Conclusions from the authorities
- [38]The touchstone of admissibility is relevance. At the least, if propensity evidence is admitted on occasions in favour of the Crown on the basis of relevance, then so too should such evidence be admitted in favour of the defence.
- [39]If the evidence can logically and rationally prove a relevant disposition on the part of a complainant then the evidence is admissible.
- [40]In my view the approach taken by Lee J in Ellem (supra) and in R v Gibb and McKenzie (supra) is the correct one[2].
Conclusion
- [41]It was my respectful opinion taking into account the requirement for a fair trial, the fact the complainant cannot be cross examined at the trial and the probative value of the proposed evidence I determined to admit the evidence. It seemed to me that in a case where the complainant was not able to give evidence (whether this be because he is deceased or because of incapacity he is unable to give evidence) then evidence of his violent disposition even not known to the accused can be admissible in certain circumstances.
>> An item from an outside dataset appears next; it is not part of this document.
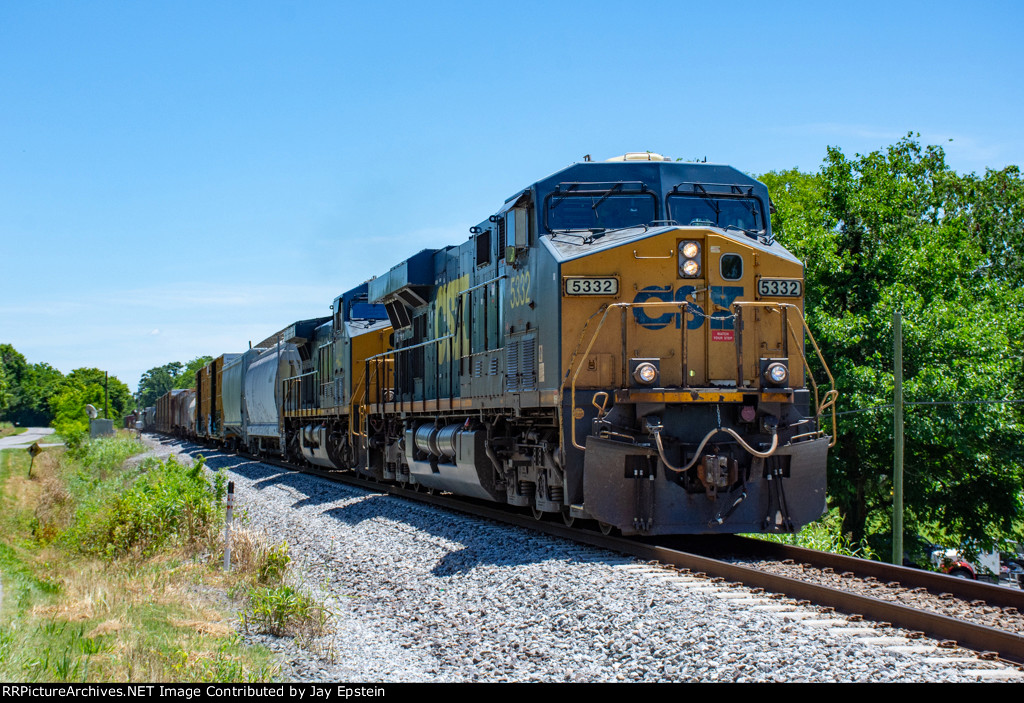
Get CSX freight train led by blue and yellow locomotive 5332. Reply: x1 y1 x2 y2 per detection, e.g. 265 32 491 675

- [42]In this case the complainant acted in a violent and aggressive way to persons he did not know, at a similar time and in a similar location merely two weeks prior. He was not dissuaded from his violent attempts to assault the woman Gibbs on the earlier occasion, indeed he was intent on doing so. That fact seems highly relevant when one examines the present case. In the present case the complainant smashed a bottle and on one view of the evidence was turning towards the direction of the Defendant.
- [43]In those circumstances it seemed to me that the evidence is highly relevant to the probability of whether an assault was or was about to be committed by the complainant upon the Defendant. This is clearly enough a key issue to be considered by the jury when the jury considers whether the Crown has excluded self-defence under either limb of s 271 of the Criminal Code.
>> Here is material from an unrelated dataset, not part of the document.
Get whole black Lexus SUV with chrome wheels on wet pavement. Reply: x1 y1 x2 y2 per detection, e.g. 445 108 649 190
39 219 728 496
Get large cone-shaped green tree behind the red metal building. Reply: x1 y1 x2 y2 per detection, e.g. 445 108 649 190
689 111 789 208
- [44]If proper management of litigation be an issue, this evidence was not such that the management of this trial was adversely affected in terms of time.
- [45]I also took into account that the prosecutor lead in chief the fact that the witness McCann recognised the complainant. The following exchange occurred in evidence in chief at T1-16:
“All right. Had you seen this person prior to seeing him punch the person with no shirt?‑‑‑No. I've only had a ‑ a problem with the guy with no shirt at our ‑ at our venue.
All right. Perhaps my question was unclear. Well, first I say, do you know the person with no shirt on?‑‑‑No, I don't know him but we'd had a ‑ an incident at our hotel with him.
All right. And was that that night or some other night?‑‑‑No, that was another night.”
- [46]In those circumstances it was my opinion and I so ruled that counsel for the defence was permitted to ask questions about the earlier incident.